Über die Jahrhunderte ist Österreich ein katholisches Land gewesen. Vielleicht ist dies das Katholische an uns, dass so viele glauben, Veränderung alleine könne nicht helfen, es müsse schon Erlösung sein. Das Unangenehme an der Veränderung ist, dass die Menschen sie selber zu erwirken haben, das Angenehme an der Erlösung hingegen, dass sie ihnen widerfährt - von oben, von außen, von einem Gott, einem Führer, jedenfalls von einer Macht, der man sich zu seinem eigenen Besten nur zu ergeben braucht.
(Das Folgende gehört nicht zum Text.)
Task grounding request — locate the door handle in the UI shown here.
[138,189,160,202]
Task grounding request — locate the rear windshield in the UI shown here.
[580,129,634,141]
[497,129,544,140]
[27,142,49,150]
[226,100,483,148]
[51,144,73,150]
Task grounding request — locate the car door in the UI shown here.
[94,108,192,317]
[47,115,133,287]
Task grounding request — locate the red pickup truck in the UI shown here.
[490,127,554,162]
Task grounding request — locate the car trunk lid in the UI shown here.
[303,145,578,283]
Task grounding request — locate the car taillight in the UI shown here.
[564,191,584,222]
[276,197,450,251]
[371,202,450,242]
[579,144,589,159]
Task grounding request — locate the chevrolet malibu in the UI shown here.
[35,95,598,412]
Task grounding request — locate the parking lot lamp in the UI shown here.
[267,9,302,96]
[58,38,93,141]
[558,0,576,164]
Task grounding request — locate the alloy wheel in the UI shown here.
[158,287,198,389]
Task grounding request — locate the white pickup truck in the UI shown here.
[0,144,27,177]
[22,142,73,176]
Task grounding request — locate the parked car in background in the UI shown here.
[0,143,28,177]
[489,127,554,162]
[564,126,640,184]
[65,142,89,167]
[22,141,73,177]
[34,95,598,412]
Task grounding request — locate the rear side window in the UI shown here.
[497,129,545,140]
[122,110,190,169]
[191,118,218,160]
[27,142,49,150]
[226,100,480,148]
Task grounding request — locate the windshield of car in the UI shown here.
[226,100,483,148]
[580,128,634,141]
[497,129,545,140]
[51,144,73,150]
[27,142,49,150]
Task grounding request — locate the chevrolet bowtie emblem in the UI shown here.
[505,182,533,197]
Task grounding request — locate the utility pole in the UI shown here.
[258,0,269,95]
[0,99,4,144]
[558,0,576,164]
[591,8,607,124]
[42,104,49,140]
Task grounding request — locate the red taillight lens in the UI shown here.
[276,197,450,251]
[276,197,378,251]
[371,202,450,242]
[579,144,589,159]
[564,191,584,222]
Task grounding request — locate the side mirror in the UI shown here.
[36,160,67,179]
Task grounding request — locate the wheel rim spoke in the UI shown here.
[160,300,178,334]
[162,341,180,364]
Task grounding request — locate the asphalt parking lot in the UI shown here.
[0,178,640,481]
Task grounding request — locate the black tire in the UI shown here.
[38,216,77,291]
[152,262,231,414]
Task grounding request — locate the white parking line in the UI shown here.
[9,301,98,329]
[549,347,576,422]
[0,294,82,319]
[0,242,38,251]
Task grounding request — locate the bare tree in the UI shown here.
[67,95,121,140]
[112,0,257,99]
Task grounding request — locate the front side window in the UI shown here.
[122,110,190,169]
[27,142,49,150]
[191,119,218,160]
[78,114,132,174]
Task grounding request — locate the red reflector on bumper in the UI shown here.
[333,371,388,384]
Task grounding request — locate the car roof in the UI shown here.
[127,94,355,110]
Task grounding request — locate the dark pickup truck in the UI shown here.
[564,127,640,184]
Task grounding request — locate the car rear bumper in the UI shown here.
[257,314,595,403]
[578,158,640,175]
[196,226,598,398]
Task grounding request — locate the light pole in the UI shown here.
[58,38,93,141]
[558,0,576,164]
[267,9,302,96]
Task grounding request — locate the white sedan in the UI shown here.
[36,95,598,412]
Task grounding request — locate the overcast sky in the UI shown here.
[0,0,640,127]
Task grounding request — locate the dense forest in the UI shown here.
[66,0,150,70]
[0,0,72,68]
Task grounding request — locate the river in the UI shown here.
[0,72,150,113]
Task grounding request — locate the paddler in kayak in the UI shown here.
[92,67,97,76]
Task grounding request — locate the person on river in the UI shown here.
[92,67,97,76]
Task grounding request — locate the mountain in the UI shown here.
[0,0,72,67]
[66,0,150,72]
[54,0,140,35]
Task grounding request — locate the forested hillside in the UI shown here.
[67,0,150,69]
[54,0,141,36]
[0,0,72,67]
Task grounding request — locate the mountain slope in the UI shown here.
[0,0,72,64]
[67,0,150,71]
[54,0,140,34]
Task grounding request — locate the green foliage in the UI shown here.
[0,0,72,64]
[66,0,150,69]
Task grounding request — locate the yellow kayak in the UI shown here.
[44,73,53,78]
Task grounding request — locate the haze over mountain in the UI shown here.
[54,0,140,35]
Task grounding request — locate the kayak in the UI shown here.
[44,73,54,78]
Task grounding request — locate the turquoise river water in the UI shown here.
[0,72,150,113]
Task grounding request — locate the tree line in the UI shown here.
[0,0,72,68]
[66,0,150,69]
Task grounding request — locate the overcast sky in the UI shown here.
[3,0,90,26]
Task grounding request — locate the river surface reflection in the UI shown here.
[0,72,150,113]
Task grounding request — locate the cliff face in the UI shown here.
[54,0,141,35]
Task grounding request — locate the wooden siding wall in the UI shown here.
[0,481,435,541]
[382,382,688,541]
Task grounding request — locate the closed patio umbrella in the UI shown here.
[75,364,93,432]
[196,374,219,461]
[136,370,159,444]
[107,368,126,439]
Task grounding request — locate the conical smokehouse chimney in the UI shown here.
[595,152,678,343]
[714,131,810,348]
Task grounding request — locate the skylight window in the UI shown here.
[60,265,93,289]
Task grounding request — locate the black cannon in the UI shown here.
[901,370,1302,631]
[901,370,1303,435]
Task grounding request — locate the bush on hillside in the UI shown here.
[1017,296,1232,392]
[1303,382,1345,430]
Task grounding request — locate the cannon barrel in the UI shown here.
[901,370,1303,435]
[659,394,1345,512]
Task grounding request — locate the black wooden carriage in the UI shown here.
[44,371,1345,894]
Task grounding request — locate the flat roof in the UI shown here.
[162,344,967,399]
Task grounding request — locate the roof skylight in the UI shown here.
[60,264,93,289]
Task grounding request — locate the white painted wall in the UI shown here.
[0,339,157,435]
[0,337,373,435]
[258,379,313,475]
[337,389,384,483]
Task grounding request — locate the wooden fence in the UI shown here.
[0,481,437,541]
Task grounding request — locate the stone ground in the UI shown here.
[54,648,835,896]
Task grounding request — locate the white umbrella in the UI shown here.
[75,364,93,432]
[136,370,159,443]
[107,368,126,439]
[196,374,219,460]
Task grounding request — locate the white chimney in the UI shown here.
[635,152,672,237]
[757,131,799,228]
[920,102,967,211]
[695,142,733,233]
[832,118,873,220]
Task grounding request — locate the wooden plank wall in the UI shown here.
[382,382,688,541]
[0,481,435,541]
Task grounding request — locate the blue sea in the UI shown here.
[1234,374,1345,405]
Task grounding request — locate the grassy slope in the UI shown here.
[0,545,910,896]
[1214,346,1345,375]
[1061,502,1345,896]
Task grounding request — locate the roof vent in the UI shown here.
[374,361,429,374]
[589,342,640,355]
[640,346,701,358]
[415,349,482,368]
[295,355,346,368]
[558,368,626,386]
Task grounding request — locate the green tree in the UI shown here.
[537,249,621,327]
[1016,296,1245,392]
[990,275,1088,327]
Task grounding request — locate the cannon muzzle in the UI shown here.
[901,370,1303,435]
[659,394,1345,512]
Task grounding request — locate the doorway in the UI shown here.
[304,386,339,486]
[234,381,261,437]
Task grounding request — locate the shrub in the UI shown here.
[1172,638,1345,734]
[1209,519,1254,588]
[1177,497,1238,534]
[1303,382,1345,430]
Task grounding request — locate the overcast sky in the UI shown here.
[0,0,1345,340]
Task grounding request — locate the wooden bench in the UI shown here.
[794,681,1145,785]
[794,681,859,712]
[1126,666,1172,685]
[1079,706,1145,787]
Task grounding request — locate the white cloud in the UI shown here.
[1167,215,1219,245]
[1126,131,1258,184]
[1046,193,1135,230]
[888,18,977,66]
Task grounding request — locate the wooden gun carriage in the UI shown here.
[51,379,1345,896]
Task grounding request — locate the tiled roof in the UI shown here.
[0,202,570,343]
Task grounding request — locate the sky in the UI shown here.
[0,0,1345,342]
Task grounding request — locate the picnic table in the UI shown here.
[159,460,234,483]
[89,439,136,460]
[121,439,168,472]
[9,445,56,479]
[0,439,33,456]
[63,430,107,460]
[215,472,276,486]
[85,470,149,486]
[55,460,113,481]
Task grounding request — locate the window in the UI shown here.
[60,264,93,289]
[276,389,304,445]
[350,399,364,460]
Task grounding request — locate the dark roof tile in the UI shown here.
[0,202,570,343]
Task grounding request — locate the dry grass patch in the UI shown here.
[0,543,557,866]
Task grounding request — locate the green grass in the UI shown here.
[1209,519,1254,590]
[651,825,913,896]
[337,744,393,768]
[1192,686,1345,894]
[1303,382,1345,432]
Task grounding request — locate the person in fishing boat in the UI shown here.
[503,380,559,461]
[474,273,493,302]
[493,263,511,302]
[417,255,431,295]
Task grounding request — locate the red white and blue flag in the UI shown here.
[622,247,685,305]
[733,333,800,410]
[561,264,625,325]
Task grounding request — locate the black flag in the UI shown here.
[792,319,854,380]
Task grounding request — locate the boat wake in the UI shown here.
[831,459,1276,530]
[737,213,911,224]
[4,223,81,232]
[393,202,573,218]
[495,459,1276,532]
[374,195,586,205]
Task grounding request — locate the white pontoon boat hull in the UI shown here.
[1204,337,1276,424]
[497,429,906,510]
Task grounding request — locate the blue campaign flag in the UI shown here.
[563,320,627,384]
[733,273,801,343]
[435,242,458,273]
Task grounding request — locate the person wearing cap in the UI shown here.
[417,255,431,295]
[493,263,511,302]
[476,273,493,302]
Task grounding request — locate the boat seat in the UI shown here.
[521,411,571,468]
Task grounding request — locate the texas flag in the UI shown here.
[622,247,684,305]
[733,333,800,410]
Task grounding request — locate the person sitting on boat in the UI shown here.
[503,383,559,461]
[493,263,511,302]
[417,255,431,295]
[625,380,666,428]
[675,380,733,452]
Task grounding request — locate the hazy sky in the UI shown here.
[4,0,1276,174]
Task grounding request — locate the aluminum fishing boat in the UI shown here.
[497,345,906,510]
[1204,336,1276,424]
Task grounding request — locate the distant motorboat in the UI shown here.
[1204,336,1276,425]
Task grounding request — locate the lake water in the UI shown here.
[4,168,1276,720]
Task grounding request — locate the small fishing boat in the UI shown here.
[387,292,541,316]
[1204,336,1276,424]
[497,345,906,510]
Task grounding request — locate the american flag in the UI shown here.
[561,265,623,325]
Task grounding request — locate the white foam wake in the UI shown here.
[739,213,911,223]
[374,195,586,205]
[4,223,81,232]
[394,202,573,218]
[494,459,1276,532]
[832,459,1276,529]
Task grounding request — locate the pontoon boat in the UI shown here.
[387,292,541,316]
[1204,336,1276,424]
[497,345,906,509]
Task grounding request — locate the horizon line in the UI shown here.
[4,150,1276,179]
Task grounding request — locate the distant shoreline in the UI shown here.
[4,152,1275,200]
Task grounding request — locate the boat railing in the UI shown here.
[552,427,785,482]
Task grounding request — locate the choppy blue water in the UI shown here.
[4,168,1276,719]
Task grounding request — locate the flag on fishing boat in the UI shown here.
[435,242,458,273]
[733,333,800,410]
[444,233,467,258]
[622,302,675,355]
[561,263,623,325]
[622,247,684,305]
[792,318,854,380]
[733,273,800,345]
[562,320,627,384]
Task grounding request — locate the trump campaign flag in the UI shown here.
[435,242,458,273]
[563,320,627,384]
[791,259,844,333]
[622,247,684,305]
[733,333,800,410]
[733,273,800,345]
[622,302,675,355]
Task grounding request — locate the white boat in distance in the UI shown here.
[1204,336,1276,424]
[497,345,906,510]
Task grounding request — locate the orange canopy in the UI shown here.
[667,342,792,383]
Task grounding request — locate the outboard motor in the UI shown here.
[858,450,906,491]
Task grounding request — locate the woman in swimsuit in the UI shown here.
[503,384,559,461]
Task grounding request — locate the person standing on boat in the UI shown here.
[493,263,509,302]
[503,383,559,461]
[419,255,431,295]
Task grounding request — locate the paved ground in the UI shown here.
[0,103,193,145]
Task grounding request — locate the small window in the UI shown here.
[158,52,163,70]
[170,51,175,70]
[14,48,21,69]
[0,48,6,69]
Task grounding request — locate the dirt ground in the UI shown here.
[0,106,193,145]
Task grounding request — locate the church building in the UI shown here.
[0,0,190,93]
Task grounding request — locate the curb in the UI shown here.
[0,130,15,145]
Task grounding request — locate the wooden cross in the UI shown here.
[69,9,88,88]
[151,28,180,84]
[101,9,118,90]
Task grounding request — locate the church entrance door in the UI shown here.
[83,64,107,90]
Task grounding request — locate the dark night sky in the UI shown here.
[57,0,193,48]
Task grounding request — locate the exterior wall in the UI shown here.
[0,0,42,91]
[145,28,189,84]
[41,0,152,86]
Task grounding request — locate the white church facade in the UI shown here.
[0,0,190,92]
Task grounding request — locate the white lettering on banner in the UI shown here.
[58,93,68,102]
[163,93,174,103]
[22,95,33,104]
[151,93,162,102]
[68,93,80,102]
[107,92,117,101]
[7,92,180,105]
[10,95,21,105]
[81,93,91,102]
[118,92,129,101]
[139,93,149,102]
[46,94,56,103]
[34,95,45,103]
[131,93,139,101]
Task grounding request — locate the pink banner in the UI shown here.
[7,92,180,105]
Die katholische Sehnsucht nach Erlösung hat in den letzten hundert Jahren fast alle politischen Strömungen bestimmt, aus denen in Österreich etwas wurde, namentlich den Austromarxismus und den Deutschnationalismus, die ich ansonsten nicht miteinander in eins setzen möchte. Noch in der Bewegung, die zum Beitritt Österreichs zur EU führte, war das Erlösungsmotiv unüberhörbar: Europa, Du bist die Macht, die uns notfalls gegen unseren Willen, aber zu unserem Nutzen auf Trab bringen wird! Erledige Du für uns die Dinge, die aus Eigenem zu verändern wir die Hoffnung längst aufgegeben haben!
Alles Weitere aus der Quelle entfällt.